The International Labour Organisation (ILO) yesterday disclosed that wages have generally been on the decrease, even as female workers around the world continue to earn about 20% less than their male counterparts.
This information is contained in the ILO’s global wage report 2018/19, which is based on research data from some 136 countries around the world.
The report revealed that in 2017, wages reached the lowest rate since 2008 when the global financial crisis destabilised most economies around the world.
The report further revealed that the decreasing wage situation is most pronounced in some of the world’s advanced economies where the wage growth rate was 0.4% in 2017, down from 0.9% in 2016. This contrasts with what obtained in some of the world’s emerging economies where the wage growth rate is said to have hovered between 4.3% in 2016 and 4.9% in 2017.
Reacting to this development, the Director-General of the International Labour Organisation, Mr Guy Ryder, said it is mind-boggling how wages declined in advanced economies despite a number of factors that would have led to a different situation.
“It’s puzzling that in high-income economies we see slow wage growth alongside a recovery in GDP growth and falling unemployment. And early indications suggest that slow wage growth continues in 2018. Such stagnating wages are an obstacle to economic growth and rising living standards. Countries should explore, with their social partners, ways to achieve socially and economically sustainable wage growth.” -Ryder
Meanwhile, whereas wages have grown exponentially in developing G20 countries over the past twenty years, the same cannot be said for many of the world’s low and middle-income countries like Nigeria where many workers’ salaries are nothing to write home about.

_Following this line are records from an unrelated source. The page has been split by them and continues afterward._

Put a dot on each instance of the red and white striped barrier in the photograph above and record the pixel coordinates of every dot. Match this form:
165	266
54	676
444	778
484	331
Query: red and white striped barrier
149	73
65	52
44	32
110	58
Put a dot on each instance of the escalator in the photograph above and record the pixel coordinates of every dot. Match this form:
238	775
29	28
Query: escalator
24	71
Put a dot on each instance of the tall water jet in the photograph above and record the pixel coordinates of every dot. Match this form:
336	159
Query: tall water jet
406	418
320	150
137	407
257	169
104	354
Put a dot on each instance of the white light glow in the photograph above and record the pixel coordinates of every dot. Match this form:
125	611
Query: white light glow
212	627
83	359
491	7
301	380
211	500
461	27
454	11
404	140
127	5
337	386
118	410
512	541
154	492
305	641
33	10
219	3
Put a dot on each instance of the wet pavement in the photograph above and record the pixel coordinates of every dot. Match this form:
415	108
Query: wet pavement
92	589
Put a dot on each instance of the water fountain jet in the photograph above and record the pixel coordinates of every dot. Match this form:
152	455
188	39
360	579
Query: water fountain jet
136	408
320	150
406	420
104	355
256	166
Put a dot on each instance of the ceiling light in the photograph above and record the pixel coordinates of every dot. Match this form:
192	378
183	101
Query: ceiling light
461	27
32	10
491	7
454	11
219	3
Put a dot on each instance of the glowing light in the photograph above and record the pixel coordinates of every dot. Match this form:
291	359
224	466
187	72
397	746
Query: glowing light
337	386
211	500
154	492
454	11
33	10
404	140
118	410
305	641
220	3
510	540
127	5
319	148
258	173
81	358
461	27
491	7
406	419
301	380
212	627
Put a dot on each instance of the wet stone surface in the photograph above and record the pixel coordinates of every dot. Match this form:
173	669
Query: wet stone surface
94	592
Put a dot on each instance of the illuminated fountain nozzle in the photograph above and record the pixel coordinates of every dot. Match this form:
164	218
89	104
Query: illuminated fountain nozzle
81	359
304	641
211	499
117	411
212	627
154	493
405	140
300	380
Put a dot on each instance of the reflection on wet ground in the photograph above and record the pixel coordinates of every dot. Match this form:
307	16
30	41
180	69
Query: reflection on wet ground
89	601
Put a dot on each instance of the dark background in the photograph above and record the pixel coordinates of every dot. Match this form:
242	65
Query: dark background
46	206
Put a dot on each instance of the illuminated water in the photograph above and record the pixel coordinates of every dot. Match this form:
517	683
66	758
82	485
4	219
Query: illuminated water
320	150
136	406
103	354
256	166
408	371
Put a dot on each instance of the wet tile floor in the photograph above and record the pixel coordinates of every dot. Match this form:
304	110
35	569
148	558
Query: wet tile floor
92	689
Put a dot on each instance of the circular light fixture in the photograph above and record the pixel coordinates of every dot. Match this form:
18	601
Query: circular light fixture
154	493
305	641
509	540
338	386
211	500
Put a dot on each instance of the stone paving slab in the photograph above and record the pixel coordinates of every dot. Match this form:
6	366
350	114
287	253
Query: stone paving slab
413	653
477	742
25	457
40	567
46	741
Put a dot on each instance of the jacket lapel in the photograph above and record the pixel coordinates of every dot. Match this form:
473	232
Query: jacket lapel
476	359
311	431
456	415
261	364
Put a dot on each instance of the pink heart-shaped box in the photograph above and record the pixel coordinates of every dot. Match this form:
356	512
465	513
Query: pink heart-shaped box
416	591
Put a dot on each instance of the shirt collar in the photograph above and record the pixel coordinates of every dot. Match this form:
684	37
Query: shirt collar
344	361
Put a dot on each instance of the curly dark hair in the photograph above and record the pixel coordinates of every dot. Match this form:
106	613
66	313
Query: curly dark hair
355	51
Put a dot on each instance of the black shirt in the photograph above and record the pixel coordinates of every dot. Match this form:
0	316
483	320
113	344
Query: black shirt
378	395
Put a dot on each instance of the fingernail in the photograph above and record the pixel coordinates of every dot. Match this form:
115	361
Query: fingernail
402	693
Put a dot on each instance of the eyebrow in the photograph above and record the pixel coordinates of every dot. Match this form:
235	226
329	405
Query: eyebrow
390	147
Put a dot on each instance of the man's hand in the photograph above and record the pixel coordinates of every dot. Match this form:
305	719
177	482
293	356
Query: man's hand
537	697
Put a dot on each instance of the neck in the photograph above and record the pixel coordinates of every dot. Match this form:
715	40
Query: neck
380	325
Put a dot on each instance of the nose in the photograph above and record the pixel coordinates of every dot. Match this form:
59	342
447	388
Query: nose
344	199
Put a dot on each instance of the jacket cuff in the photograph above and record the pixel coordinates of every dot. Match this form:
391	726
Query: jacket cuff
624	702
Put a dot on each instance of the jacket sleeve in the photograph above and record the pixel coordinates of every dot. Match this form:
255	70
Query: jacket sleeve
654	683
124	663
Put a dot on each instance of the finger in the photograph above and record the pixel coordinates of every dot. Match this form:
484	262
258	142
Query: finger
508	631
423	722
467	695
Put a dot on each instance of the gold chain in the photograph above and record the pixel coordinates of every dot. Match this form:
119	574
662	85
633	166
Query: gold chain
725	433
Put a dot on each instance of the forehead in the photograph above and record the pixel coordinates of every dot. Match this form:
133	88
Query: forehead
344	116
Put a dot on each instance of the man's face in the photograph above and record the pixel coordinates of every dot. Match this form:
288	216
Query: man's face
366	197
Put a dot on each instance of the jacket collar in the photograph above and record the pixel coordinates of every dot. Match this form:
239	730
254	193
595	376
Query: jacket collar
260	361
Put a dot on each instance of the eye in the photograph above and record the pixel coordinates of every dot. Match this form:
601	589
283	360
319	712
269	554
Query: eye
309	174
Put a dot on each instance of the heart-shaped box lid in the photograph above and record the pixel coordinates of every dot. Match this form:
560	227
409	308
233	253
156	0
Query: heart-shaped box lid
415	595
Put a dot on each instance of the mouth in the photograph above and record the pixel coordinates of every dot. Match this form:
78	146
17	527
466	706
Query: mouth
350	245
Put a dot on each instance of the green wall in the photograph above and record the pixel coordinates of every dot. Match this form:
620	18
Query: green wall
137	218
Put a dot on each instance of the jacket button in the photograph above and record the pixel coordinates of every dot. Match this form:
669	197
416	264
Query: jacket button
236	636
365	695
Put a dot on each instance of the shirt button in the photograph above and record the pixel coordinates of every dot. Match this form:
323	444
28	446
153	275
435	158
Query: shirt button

Similarly, women all over the world continue to earn far less than men based on surveys conducted in about 70 countries around the world.
Recall that the Nigerian Government and the Nigerian Labour Congress are still to come to any meaningful agreement over the new proposed minimum wage N30,000. In the meantime, breaking story has it that South Africa just increased its minimum wage to N126,480. This makes the country one of the highest paying in Africa.